Exercise 2: From sequential to concurrent

Difficulty: Intermediate

Objective: See that two futures only run concurrently when you combine them — building them is not enough.

Instructions: This program fetches two prices sequentially, taking ~160 ms. Rewrite it so both fetches run concurrently and the total wait is ~80 ms. Keep both results.

use std::time::Instant;
use tokio::time::{sleep, Duration};

async fn fetch_price(symbol: &str, ms: u64) -> f64 {
    sleep(Duration::from_millis(ms)).await;
    println!("got price for {symbol}");
    100.0
}

#[tokio::main]
async fn main() {
    let start = Instant::now();
    let apple = fetch_price("AAPL", 80).await; // TODO: make these
    let google = fetch_price("GOOG", 80).await; // TODO: concurrent
    println!(
        "total {:.1} in ~{} ms",
        apple + google,
        start.elapsed().as_millis()
    );
}

Solution

Build both futures and drive them together with tokio::join!. (Awaiting them one at a time is sequential precisely because the second future hasn’t started yet.)

use std::time::Instant;
use tokio::time::{sleep, Duration};

async fn fetch_price(symbol: &str, ms: u64) -> f64 {
    sleep(Duration::from_millis(ms)).await;
    println!("got price for {symbol}");
    100.0
}

#[tokio::main]
async fn main() {
    let start = Instant::now();
    // Concurrent: build both futures, then join! drives them together.
    let (apple, google) = tokio::join!(
        fetch_price("AAPL", 80),
        fetch_price("GOOG", 80),
    );
    println!(
        "total {:.1} in ~{} ms",
        apple + google,
        start.elapsed().as_millis()
    );
}

Output (the two “got price” lines may appear in either order):

got price for GOOG
got price for AAPL
total 200.0 in ~82 ms

join! is the Promise.all analogue — see select-join.md.

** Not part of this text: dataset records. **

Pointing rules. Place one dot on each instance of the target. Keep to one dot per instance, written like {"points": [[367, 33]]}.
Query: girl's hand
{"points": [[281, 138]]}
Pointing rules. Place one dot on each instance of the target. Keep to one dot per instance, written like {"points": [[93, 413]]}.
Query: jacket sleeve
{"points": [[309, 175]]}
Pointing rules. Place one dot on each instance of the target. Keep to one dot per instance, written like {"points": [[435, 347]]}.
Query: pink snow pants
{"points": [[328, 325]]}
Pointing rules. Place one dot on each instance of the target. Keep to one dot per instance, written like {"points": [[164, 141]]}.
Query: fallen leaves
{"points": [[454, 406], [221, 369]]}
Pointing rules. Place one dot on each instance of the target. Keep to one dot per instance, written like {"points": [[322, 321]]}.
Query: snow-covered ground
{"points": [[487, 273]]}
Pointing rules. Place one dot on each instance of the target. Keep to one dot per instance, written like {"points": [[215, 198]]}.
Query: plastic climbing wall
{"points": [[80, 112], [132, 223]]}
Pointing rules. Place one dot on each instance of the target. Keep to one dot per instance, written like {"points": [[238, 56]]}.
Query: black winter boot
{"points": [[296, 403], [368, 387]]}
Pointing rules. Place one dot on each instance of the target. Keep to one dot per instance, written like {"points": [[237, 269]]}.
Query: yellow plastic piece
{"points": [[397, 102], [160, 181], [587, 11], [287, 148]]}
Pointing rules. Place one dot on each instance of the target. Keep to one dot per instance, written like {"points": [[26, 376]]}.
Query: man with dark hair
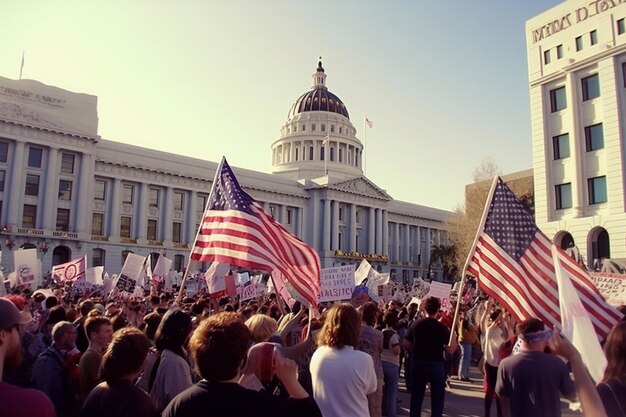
{"points": [[529, 382], [427, 340], [219, 346]]}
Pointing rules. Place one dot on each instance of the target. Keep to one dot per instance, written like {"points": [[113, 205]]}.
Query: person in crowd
{"points": [[171, 370], [121, 364], [342, 376], [17, 402], [428, 340], [52, 371], [612, 389], [530, 383], [391, 362], [99, 333], [219, 346], [371, 342]]}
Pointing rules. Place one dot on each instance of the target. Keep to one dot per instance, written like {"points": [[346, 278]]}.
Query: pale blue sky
{"points": [[444, 81]]}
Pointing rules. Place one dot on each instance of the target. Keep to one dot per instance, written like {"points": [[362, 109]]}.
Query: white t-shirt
{"points": [[342, 378]]}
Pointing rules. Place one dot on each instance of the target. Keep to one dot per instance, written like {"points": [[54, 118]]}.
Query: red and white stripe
{"points": [[257, 241]]}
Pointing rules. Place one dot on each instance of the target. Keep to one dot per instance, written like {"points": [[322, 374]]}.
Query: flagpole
{"points": [[208, 201], [481, 226]]}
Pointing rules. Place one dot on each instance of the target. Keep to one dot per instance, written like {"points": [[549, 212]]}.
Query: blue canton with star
{"points": [[509, 222]]}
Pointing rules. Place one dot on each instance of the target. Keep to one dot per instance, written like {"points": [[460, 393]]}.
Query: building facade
{"points": [[577, 75], [66, 191]]}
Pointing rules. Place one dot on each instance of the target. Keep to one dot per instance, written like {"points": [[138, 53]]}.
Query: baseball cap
{"points": [[10, 315]]}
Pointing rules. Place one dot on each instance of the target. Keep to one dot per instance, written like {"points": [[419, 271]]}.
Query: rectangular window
{"points": [[151, 232], [557, 99], [594, 137], [591, 87], [63, 220], [34, 157], [179, 200], [65, 190], [4, 152], [597, 190], [127, 194], [177, 232], [100, 190], [67, 163], [563, 193], [560, 145], [579, 43], [29, 216], [125, 225], [32, 185], [153, 197], [97, 224]]}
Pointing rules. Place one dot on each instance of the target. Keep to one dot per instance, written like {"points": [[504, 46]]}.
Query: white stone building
{"points": [[577, 75], [67, 192]]}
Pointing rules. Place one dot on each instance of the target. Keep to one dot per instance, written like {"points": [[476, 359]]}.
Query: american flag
{"points": [[513, 263], [235, 230]]}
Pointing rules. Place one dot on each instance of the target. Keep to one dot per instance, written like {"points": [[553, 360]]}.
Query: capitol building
{"points": [[67, 192]]}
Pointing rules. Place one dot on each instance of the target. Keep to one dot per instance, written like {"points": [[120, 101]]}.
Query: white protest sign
{"points": [[337, 283], [611, 286], [441, 291]]}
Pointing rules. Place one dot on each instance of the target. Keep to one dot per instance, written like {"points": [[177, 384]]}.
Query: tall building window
{"points": [[63, 220], [32, 185], [100, 190], [34, 157], [153, 197], [125, 225], [97, 224], [127, 194], [594, 137], [591, 87], [65, 190], [560, 145], [177, 232], [597, 190], [67, 163], [563, 194], [557, 99], [179, 199], [152, 229], [579, 43], [4, 152], [29, 216]]}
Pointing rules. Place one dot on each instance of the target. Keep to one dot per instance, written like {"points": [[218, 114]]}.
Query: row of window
{"points": [[596, 191], [590, 89]]}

Exercise 3: Implement Future by hand

Difficulty: Advanced

Objective: Prove to yourself that “lazy” means “polled,” by writing a Future whose poll you control.

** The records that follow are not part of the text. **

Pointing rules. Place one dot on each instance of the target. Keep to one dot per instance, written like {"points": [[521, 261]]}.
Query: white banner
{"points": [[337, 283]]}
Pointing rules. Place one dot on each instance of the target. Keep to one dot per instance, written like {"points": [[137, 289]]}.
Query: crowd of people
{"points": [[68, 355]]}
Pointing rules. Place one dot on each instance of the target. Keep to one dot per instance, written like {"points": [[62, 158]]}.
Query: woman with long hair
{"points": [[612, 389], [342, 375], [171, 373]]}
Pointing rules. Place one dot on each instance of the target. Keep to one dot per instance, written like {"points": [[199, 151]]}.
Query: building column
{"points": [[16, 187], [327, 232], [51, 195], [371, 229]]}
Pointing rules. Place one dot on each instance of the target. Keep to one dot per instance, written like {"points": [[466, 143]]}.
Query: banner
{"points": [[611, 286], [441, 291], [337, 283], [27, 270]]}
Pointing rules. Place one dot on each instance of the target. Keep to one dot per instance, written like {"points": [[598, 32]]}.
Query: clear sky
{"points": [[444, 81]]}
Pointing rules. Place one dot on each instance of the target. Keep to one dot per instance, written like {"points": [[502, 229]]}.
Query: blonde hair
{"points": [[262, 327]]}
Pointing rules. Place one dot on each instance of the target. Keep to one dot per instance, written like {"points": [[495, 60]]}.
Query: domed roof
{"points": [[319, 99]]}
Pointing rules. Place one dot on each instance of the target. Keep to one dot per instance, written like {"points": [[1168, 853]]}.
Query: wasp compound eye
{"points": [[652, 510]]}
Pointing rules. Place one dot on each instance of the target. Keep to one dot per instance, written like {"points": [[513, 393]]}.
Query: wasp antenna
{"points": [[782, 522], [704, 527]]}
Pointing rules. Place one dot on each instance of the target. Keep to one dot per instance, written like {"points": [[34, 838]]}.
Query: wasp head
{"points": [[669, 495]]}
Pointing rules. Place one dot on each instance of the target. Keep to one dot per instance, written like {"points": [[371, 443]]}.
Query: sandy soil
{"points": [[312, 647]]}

Instructions: Implement a PendingOnce future that returns Poll::Pending the first time it is polled and Poll::Ready("ready now") the second time. Remember to wake the task before returning Pending, or the executor will never poll you again. Await it from main and print the result.

use std::future::Future;
use std::pin::Pin;
use std::task::{Context, Poll};

struct PendingOnce {
    polled_before: bool,
}

impl Future for PendingOnce {
    type Output = &'static str;

    fn poll(self: Pin<&mut Self>, cx: &mut Context<'_>) -> Poll<Self::Output> {
        // TODO: Pending first, Ready second; wake before returning Pending.
        todo!()
    }
}

#[tokio::main]
async fn main() {
    let result = PendingOnce { polled_before: false }.await;
    println!("{result}");
}

Solution

use std::future::Future;
use std::pin::Pin;
use std::task::{Context, Poll};

// Returns Pending the first poll, Ready the second. Demonstrates the poll loop.
struct PendingOnce {
    polled_before: bool,
}

impl Future for PendingOnce {
    type Output = &'static str;

    fn poll(mut self: Pin<&mut Self>, cx: &mut Context<'_>) -> Poll<Self::Output> {
        if self.polled_before {
            Poll::Ready("ready now")
        } else {
            self.polled_before = true;
            cx.waker().wake_by_ref(); // ask the executor to poll us again
            Poll::Pending
        }
    }
}

#[tokio::main]
async fn main() {
    let result = PendingOnce { polled_before: false }.await;
    println!("{result}");
}

Output:

ready now

The cx.waker().wake_by_ref() call is essential: returning Poll::Pending tells the runtime “not done,” and the waker is how you signal “poll me again.” Without it, the task would sleep forever. This is the machinery async/await generates for you automatically — which is why you should almost never write it by hand.